Optimized Flatulence
Your gut biome is the holy grail of well-being, so it's only natural that we humans want to find it, conquer it, and aggressively exploit it. Enter Optimized Flatulence, the disturbing new flatulence trend on your own schedule. No more embarrassing surprises! A simple sequence of “substance” type probiotics triggers a relaxing unconscious state, regenerating a utopian gut biome in just six to eight weeks. After awakening, the newly cultivated gut flora in the biome will respond to your neurological directive, allowing you to ultimately control when and where the wind cuts off.

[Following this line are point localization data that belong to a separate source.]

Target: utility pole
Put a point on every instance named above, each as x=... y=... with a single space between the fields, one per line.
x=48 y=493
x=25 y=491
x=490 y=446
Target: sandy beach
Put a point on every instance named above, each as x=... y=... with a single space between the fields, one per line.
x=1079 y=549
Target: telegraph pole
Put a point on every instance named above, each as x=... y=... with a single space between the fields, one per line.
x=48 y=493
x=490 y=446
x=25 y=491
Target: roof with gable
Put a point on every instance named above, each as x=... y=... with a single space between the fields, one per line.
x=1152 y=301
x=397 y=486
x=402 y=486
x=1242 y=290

Circadian Overhead Lighting
As most Angelenos know, anti-aging efforts come in many annoying forms. But this time, the call comes from inside the house. your house. Los Angeles homes are increasingly equipped with lighting technology that mimics the exact shade of the sun. These “circadian lights” are designed to protect melatonin production, a new (and expensive) weapon in the war against looking old. The best part: Using these lights means you'll be in bed by 6 pm, ready for a night of total darkness and forced rest. Elegant!
Amino acid trips
This is peptide packing at its hallucinogenic limit, no yurt needed! Take a small but powerful pill of Los Angeles-grown, protein-rich amino acids, optimized for longevity and fat-burning properties, and let the amino acids carry you. If you thought the injections were effective, wait until the onslaught of millions of strains of ambiguous compounds arrives! They say an amino acid trip is like two lifetimes of therapy, a stint in rehab, and a fight with your absent father all rolled into one.

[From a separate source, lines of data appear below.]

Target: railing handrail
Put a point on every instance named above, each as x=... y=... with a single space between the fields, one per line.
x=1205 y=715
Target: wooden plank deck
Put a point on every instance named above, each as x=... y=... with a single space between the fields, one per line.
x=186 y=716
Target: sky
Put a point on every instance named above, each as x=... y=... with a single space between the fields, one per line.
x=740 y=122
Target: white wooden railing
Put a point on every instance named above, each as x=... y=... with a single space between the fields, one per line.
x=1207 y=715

As a wise, wellness-conscious Angeleno, you wouldn't want to be the last one in your overly intense preschool mom text chain or your chakra balancing Zoom class to engage in these trends, right? After all, spring is here… and, well, I also admit it: these trends are completely false and illegitimate and, like many real treatments based on fads, are intended purely for fun and not serious consumption.
Happy April Fool's Day!
Leib is a comedian, television writer, podcaster and cultural journalist who, to date, has never worn a cabbage as a hat.